The room was jumping now. Bodies hopped up and down, arms were hurled skyward, legs flashed, thighs showed occasionally, silk stockings threw back their sheen, bobby-socks glittered white. The floor seemed to rock with the frantic, frenetic movement of the dance. The tiled walls seemed to shake. Hair bobbed, breasts bobbed, pearls bobbed, faces bobbed, bobbed, faces turning, and smiling, and laughing, and bobbing.

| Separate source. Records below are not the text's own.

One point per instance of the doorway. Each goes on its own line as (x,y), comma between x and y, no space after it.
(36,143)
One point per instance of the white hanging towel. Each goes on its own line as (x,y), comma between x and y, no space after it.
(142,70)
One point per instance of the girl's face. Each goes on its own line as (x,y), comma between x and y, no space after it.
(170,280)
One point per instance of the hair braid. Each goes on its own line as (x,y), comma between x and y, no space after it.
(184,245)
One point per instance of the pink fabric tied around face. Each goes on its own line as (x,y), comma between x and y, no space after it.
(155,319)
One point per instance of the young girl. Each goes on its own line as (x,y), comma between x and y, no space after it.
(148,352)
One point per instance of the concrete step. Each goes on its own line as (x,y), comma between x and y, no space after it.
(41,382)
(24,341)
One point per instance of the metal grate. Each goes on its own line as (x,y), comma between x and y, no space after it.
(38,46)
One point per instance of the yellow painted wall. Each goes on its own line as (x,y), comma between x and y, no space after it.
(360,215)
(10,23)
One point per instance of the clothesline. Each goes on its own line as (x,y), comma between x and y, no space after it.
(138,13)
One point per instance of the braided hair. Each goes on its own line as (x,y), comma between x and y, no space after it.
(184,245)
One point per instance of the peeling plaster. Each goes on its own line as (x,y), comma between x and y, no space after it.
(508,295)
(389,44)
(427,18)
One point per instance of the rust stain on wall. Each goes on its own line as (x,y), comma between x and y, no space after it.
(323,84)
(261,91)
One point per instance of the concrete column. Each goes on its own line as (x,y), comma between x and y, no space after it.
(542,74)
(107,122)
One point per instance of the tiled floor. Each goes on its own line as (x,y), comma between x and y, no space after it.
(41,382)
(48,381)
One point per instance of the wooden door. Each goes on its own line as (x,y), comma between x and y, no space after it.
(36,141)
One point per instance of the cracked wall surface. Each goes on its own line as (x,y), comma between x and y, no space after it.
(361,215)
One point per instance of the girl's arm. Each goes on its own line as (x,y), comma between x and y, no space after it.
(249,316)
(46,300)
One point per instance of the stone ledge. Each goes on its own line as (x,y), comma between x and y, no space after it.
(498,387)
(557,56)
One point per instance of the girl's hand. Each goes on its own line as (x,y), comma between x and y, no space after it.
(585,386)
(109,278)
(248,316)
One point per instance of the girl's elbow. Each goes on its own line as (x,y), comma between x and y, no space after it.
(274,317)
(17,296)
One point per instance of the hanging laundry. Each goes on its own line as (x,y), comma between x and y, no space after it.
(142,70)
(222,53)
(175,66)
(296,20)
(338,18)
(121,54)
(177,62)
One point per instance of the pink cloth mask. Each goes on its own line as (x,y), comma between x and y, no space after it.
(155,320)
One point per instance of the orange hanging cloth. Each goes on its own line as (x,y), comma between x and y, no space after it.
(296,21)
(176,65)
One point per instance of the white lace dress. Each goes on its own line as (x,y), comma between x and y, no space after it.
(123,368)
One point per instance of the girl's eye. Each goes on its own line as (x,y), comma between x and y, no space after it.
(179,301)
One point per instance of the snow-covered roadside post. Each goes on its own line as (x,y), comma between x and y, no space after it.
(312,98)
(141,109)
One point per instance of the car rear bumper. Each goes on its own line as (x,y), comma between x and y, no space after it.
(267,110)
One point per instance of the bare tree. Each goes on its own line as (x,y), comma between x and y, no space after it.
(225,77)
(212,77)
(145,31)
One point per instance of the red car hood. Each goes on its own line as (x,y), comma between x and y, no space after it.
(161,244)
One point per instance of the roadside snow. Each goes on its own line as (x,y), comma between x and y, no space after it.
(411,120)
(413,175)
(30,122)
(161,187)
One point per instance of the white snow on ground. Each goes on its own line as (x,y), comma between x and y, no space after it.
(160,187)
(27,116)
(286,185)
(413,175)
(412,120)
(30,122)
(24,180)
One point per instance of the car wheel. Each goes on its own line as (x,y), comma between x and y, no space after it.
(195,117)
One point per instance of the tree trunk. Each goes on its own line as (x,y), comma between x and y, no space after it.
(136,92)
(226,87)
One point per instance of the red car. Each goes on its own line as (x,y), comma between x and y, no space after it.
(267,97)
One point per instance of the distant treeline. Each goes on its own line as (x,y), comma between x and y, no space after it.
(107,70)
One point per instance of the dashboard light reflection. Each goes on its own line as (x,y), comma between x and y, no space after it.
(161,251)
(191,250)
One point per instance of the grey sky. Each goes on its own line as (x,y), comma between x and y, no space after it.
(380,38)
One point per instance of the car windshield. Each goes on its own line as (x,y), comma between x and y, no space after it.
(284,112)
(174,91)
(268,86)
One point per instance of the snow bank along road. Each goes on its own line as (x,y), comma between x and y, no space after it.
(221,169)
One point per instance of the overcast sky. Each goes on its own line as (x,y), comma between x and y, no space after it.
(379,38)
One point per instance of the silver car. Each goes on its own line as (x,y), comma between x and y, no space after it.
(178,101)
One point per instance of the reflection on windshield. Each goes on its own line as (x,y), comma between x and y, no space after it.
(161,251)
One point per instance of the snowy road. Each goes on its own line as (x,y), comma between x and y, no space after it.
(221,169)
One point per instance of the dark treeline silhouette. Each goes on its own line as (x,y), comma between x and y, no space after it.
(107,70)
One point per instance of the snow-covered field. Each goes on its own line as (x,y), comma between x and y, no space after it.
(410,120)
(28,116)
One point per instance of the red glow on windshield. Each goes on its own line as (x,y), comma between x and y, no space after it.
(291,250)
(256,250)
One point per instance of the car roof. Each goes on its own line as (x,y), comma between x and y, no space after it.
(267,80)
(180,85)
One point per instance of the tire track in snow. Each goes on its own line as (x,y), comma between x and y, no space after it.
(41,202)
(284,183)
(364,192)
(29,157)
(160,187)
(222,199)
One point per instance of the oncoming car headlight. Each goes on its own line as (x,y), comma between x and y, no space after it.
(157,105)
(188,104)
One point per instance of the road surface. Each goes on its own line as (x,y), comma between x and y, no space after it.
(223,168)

“They’re either too young or too old
“They’re either too gray or too gras-eee
green...”
He stood there with the sounds and smells and sights unfolding before him, rising before him like a great cloud of strangeness, black in its depth, black with spastic bursts of color, and he felt peculiar. He felt peculiar in a strange way, alone, not the loneliness he felt when walking with his mother and father, when no one spoke, not that, but a peculiar a loneness. He felt peculiar all over now. He felt peculiar in the sports jacket Bud had loaned him, and he felt peculiar in the tie Bud had taken from the rack in his closet — awfully nice of Bud; even his own father never loaned a tie to him. And he even felt peculiar about the knot, which wasn’t like the knot he usually tied — What had Bud called it? A Windsor knot, yes. Bud had said something about a spread collar, but he hadn’t understood that too well, and the knot felt very big now, and if he cast his eyes downward just a little bit, not even enough so that anyone could see him looking, he could see the knot standing out like a big wart on his throat — Windsor knot. Had the Duke of Windsor invented it?

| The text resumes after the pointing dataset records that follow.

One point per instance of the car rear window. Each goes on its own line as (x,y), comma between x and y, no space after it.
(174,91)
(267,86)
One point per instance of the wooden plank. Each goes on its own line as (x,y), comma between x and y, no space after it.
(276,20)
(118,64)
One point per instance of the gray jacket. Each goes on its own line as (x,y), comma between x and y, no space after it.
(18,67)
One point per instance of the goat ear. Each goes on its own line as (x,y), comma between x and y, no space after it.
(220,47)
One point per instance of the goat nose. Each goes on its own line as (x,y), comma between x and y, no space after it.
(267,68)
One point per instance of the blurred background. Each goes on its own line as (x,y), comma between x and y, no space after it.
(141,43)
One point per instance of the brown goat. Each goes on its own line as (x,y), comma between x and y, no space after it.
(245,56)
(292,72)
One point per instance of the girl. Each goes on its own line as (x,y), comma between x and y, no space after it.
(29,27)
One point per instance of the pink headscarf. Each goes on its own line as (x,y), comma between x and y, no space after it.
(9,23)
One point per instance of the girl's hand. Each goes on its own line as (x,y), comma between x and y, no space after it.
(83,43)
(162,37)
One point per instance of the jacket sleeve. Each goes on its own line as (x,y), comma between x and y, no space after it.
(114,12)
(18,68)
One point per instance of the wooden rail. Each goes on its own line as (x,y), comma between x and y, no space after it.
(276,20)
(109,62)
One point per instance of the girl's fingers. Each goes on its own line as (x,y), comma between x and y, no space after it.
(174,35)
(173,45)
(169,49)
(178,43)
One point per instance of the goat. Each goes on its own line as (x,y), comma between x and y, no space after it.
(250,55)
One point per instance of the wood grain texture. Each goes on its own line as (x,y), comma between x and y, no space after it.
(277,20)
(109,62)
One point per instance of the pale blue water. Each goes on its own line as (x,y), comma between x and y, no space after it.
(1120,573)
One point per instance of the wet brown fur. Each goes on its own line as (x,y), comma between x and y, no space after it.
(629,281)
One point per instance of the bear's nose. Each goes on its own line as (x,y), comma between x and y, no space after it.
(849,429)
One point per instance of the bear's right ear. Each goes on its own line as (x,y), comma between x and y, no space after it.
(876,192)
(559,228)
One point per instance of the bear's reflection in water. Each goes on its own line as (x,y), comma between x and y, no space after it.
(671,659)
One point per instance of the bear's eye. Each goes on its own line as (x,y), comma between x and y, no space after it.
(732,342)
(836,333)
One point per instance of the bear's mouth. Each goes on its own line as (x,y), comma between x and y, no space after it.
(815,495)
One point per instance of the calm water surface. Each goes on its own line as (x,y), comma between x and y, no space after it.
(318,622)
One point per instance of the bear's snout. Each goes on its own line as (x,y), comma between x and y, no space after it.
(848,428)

He tried to understand why he was feeling so peculiar because he knew he couldn’t blame it all on the jacket and tie, but he couldn’t find an answer. It was just that everything was so strange, not like his mother’s and father’s solemn grownup world at all, and not like his own quietly regular world, either. It was a sort of in-between thing where kids talked like grownups and acted like grownups and drank beer like grownups, but who didn’t seem like grownups while they were doing all these things. Now that was very peculiar, something like seeing a midget smoking a cigar and thinking, Gee, look at the little kid smoking a cigar, only he’s not a little kid, he’s a man. This was just like that, except in reverse, because these weren’t grownups doing the grownup things. They were kids. Well, that wasn’t quite true either because they weren’t exactly kids. Oh, nuts, he felt peculiar.
“He may be a good dancer,” a girl somewhere on Andy’s right said, “but he dances too close.”
“That’s why he’s a good dancer,” her girlfriend answered.